The Australian unemployment rate for April 2022 was released last month, and it was the lowest figure on record since August 1974, coming it a just 3.9%. However, there is a curious statistical anomaly with the way the unemployment rate is calculated. If you are not actively looking for work because you are tired of being rejected for jobs you’ve applied for then you not counted in the unemployment statistics. Alternatively, if you are working only a handful of hours, but would like many more hours, you are also not counted.
Indeed, Australian Bureau of Statistics data on the share of the population not engaged in study, training or employment shows a hidden cohort of potential workers that could be utilised more effectively, if we were a little more open minded and prepared to support them more actively in the workplace.
People with a disability are particularly disadvantaged when it comes to accessing education, training and work once they leave secondary school at age eighteen. By the age of 25 more than 60% of people with a disability are not engaged in further study, training nor employment of any kind. Their level of disengagement continues to climb towards the 80% level as they progress toward their 50s.
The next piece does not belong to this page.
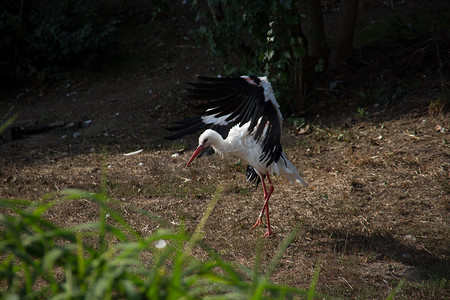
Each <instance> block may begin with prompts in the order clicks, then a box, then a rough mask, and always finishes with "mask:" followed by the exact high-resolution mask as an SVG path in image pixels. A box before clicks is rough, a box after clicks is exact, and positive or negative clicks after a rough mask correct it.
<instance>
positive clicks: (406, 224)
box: [0, 4, 450, 299]
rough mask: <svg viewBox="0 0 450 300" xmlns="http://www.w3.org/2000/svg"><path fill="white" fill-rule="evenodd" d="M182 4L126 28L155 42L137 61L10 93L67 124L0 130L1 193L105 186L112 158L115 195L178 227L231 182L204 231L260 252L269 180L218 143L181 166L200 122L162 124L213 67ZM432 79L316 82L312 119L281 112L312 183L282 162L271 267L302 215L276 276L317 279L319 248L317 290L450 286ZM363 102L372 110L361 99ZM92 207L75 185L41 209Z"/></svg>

Our indigenous community and the share of the population with poor English language skills see their level of disengagement in study, training or employment rise quickly to 40% post-secondary school and remains at this level well into middle age. In contrast, the share of the population that are non-indigenous, don’t have a disability and have good English language skills have relatively low levels of disengagement in study, training or employment through to their mid 50s.
I’ve spent six years of my career as a teacher in a special needs school, helping to prepare kids with a disability for life beyond high school which is aimed to include further study, training and employment. I know with the right attitude and support mechanisms many of these kids can contribute to the workforce. I suspect the same is true for indigenous communities and those with poor English language skills, we just need the programs and funding to assist their transition into study, training and, eventually, employment.
A fabulous example of an innovative program assisting people on the autism spectrum into the workforce from the agriculture sector is the SunPork Autism and Agriculture Initiative that was implemented with assistance from Autism CRC, Specialisterne Australia and Curtin University. The SunPork program resulted in an on-boarding and support framework that allowed the oganisation to place 16 autistic adults into fully integrated, full or part-time employment, on their farms in Queensland and South Australia.
SunPork don’t view their autism program as a charity, with all autistic employees being paid by SunPork in accordance with relevant awards and enterprise agreements in place for the agreed positions. They made adjustments to their recruitment system to accommodate autistic employees, who they identified as having inherent skills specifically suited to working in animal care roles. The program is considered to be an avenue to long term employment and, according to the SunPork website, more than 8% of their current workforce are on the autism spectrum.
The current tight labour situation facing many sectors provides a perfect opportunity to consider how we can be more inclusive employers and focus upon cohorts like the indigenous, disabled and those with poor English language skills so we can introduce programs that will support them to study beyond high school, upskill and secure long-term, meaningful and useful employment.